Daily there are more brands/companies (your current suppliers and employees) electing to go where they never went before which is to build a direct relationship with 'your' customer' and look to cut you out.
And the rocket fuel that's helping them get there is the prolific use of social media to help educate, inform, listen, learn, and most likely transact.
Social commerce doesn't require a consumer to be 'driven' to your website, it doesn't require a consumer to spend an age going through your funnel today, that was yesterday!!
The reality is you could be buying your next car from social platforms like 'TikTok', Instagram, Weibo, WeChat, Alibaba or others that are constantly evolving the commerce landscape.
Change in behaviour is a constant thing and as a business transformation and growth practitioner the first place I start when asked to review a company and its opportunities is to get the leadership team to answer the following 2 questions;
- Why do you think people previously shopped with you?
- Why do you think less people are shopping with you now?
What seem like innocuous questions regularly create division and confusion amongst leadership teams.

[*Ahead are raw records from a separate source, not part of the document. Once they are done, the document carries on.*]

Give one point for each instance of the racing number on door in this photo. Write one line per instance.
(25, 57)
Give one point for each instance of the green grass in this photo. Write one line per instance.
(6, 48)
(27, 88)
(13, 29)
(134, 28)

A recent Forrester report titled ‘The Cost of Losing Creativity’ — a survey of 100,000 customers and 300 major brands — stated “customer experience has become homogenised, technology is now table stakes as customers can no longer distinguish one experience from another.
Every CMO at every company feels mounting pressure to differentiate their brand now that their go-to playbook for performance has run its course.
In my experience by tracking early signs in changing behaviour with your consumers will give you insights into future disruption in your business.
Which is why most companies before, during, and probably post this crisis will revert back to what they did before with marketing and paid media advertising and still think that the consumer can't wait for their next shiny intrusive advert!!.
The CMO's go-to playbook for growth has run its course. Customer experiences are stagnant; digital sameness has taken hold; tech spend is skyrocketing; and cost reductions have cut to the quick. Where should CMOs turn to grow their brands?